04 October 2025

Get In Touch

Keterbatasan Dapur dan Juru Masak MBG di Kota Malang jadi Sorotan Anggota DPRD

Ilustrasi: Salah satu dapur Satuan Pelayanan Pemenuhan Gizi (SPPG) yang telah beroperasi di Kedungkandang, Kota Malang. (Santi/Lentera)
Ilustrasi: Salah satu dapur Satuan Pelayanan Pemenuhan Gizi (SPPG) yang telah beroperasi di Kedungkandang, Kota Malang. (Santi/Lentera)

MALANG (Lentera) - Terbatasnya dapur dan tenaga masak dalam pelaksanaan Program Makan Bergizi Gratis (MBG), di Kota Malang, menjadi sorotan DPRD setempat.

Hingga awal Oktober 2025, berdasarkan data Badan Gizi Nasional (BGN) yang dimuat pada laman bgn.go.id, baru 10 dapur Satuan Pelayanan Pemenuhan Gizi (SPPG) yang telah beroperasi di Kota Malang, sehingga belum mampu memenuhi kebutuhan ribuan siswa penerima manfaat.

"Tenaga masak itu kan nggak mudah. Masak jumlah besar, kemudian sudah dimulai jam 2 pagi. Kalau baru ada beberapa dapur, ya repot," ujar anggota DPRD Kota Malang, Suyadi, Sabtu (4/10/2025).

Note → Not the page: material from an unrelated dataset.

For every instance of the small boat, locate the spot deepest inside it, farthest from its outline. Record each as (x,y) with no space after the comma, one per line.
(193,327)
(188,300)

Suyadi menilai, sejatinya MBG merupakan langkah positif pemerintah untuk mendukung pemenuhan gizi anak sekolah. Namun, ia mengingatkan program ini belum sepenuhnya siap secara teknis di daerah, khususnya dalam hal operasional dapur SPPG.

Disebutkannya, jumlah dapur yang beroperasi di Kota Malang masih sangat terbatas. Padahal, setiap dapur harus mampu memasak dan mendistribusikan ribuan porsi makanan ke berbagai sekolah setiap hari.

Kondisi tersebut, menurutnya, berpotensi menurunkan efektivitas program jika tidak segera diatasi. Berdasarkan catatan Sarjana Penggerak Pembangunan Indonesia (SPPI) wilayah Kota Malang, hingga saat ini terdapat 13 dapur SPPG yang sudah terbentuk, dengan 10 di antaranya telah resmi beroperasi.

Dari jumlah tersebut, program MBG baru menjangkau sekitar 29 ribu siswa penerima manfaat. Koordinator Wilayah SPPI Kota Malang, Muhammad Athoillah, menjelaskan, idealnya Kota Malang membutuhkan 85 dapur SPPG agar seluruh peserta didik dapat terlayani.

Hal itu merujuk pada proyeksi kapasitas setiap dapur yang mampu melayani sekitar 3.000 porsi makanan per hari.

Sementara itu, data dari Portal Data Pendidikan Kemendikdasmen per 29 September 2025, tercatat jumlah peserta didik aktif di Kota Malang mencapai 224.063 orang. Artinya, dengan jumlah dapur yang masih terbatas, program MBG di Kota Malang baru mampu menjangkau sebagian kecil dari total siswa yang menjadi sasaran program.

Selain menyoroti persoalan dapur dan tenaga masak, Suyadi juga menaruh perhatian pada pengelolaan makan di sekolah. Ia menilai guru perlu dilibatkan lebih jauh dalam pengaturan kegiatan makan bersama siswa. Untuk memastikan pelaksanaan berjalan tertib dan higienis.

"Kalau makan di ruang kelas, siapa yang ngelola? Sementara gurunya tidak dapat makan," paparnya.

Menurut Suyadi, seluruh kendala teknis yang muncul perlu menjadi bahan evaluasi bagi pemerintah. Agar pelaksanaan program MBG ke depan dapat berjalan lebih baik dan tepat sasaran.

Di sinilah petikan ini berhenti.